Having said that, we're also prioritizing certain annexes for development, one related to vaccines, the use of antivirals—currently issues related to first nations and aboriginal groups—as well as the communications component, the laboratory network component. Those I anticipate will be coming along over the course of the next year.

Certainly from our standpoint, the first nations and Inuit health branch of Health Canada has been involved in that planning process. We have not actually gone out, at this point in time, to engage the first nations groups as part of that consultation, but it is coming.

12:15 p.m.

Conservative

The Chair Conservative Joy Smith

Thank you, Dr. Morin.

Now we'll go to Mr. Lobb.

12:15 p.m.

Conservative

Ben Lobb Conservative Huron—Bruce, ON

When a municipality is planning for development around a lake or a river, it is looking at 100-year events for floods and whatever. When you're doing your planning, I'm sure you do the same for 100-year events for pandemics.

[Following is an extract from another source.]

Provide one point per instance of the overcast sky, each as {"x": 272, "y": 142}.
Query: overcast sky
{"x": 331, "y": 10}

Could you tell us a bit about that?

12:15 p.m.

Director General, Centre For Immunization and Respiratory Infectious Diseases, Public Health Agency of Canada

Dr. John Spika

Pandemics in general occur three to four times a century. You can look back 400 years, and what appear to have been pandemics have been occurring with that frequency. Of the ones that we're aware of, every one is different, from the most severe one in 1918 to perhaps one of the milder ones in 2009.

In the previous pandemic plan, I guess we tried to pick a most likely scenario.

12:15 p.m.

Conservative

Ben Lobb Conservative Huron—Bruce, ON

The way I look at it is, if you looked at a 100-year event with a pandemic, the worst case—even if you used 1968 as the example—and thought, in all practicality, who would be on the priority list: firefighters, yes; police officers, yes; EMS, yes; and all those who are currently on the priority list, and I know EMS is on the priority list, is it possible in a 100-year plan that isn't going to cut it, either?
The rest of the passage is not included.